Alain Claeys et moi-même ne saurions fuir le débat. Est-ce que manger, respirer, dormir sont des choses naturelles ? Oui. Est-ce que boire est naturel ? Oui. Mais mettre quelqu’un sous respirateur artificiel, est-ce naturel ? Non. Nous passons d’une situation naturelle à une aide artificielle.
Peut-on arrêter un respirateur lorsqu’on juge que le traitement est devenu inutile, qu’il est disproportionné ou qu’il n’a pas de sens ? Oui. Doit-on alors considérer que la respiration n’est pas un besoin naturel tandis que le fait de s’alimenter, lui, serait naturel ? Existe-t-il, pour le commun des mortels, une grosse différence entre le fait de placer un tube dans la trachée d’une personne pour permettre à ses poumons de ventiler et le fait de poser, par voie chirurgicale, un tuyau dans un estomac en considérant que c’est un soin ? Humecter les lèvres, donner à boire, donner à manger à celui qui peut encore boire et manger sont des soins. Apporter de l’oxygène à quelqu’un qui a une difficulté respiratoire est un soin. Mais introduire des tubes et utiliser des machines pour faire fonctionner le corps d’une personne sont des traitements. On ne peut pas prétendre le contraire.
La deuxième question que vous posez, et de manière brutale, suggère que tout le monde sera concerné par l’arrêt des traitements. Non. Les traitements seront arrêtés uniquement lorsqu’on considérera qu’il y a obstination déraisonnable. Vous voyez donc bien qu’il ne s’agit pas d’une rupture de civilisation.
La pratique médicale repose sur deux principes : Primum non nocere, certes mais également perseverare diabolicum.
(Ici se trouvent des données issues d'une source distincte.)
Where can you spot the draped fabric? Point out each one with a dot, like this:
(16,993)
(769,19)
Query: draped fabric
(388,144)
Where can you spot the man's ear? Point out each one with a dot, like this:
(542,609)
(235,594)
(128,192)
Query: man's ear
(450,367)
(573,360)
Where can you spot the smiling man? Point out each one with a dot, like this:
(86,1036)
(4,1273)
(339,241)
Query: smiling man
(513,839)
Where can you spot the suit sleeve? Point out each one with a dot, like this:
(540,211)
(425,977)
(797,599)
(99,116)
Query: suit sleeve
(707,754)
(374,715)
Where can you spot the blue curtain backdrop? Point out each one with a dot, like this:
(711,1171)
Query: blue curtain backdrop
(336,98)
Leur combinaison implique d’arrêter les traitements s’ils n’ont plus d’autre but que le maintien artificiel d’une vie et s’ils contreviennent au respect de la personne humaine – soit parce le patient souhaite cet arrêt, soit parce que ces traitements – par exemple en cas de lésions cérébrales majeures totalement irréversibles – ne permet pas de lui assurer une vie digne d’être poursuivie. Cette personne n’en est pas moins digne. Elle a droit au respect de sa dignité. Et précisément parce qu’elle a ce droit, on ne peut maintenir inutilement et artificiellement son corps en vie.
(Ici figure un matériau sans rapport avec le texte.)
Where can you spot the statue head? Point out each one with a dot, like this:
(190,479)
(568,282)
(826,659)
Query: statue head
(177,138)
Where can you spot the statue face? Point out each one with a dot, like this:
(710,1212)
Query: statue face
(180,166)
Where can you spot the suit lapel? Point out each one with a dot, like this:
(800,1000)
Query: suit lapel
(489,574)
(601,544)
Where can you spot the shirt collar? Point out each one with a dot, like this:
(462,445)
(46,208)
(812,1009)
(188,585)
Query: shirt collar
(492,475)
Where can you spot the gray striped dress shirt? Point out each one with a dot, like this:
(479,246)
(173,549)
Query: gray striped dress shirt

Ces idées ne sont pas celles du Conseil d’État mais celles contenues dans la loi de 2005, qui ont été discutées ici. Nous avions alors choisi de remplacer les mots : « un traitement » par « tout traitement ». Et pendant une demi-journée, nous avions débattu dans cet hémicycle pour savoir ce qu’est un traitement. Placer une perfusion, faire une piqûre sont des traitements. Arrêter les traitements ne veut pas dire arrêter les soins.
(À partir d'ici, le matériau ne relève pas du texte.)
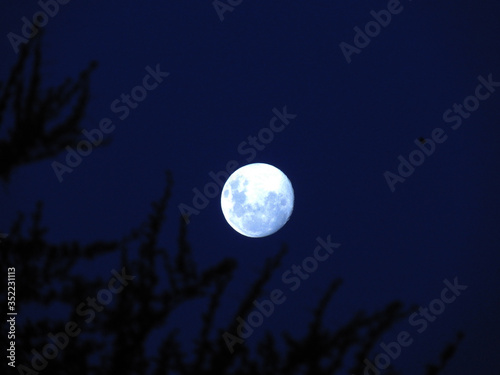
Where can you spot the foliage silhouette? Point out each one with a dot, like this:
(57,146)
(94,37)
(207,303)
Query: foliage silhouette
(114,341)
Par ailleurs, je vous en conjure, chers collègues : quel que soit le côté de l’hémicycle où vous siégez, cessez de dire que les personnes dont nous parlons meurent de faim, de soif, d’escarres et de phlébite !
Monsieur Schwartzenberg, votre avis peut être totalement différent du mien mais nous avons, ensemble, eu des débats respectueux et constructifs : nous ne sommes pas d’accord sur un certain nombre de choses mais nous sommes d’accord sur d’autres. Nous avons l’un pour l’autre un respect mutuel, alors cessez de dire que lorsqu’on endort profondément quelqu’un, il ressent quelque chose !
Chacun d’entre nous a vécu une anesthésie générale.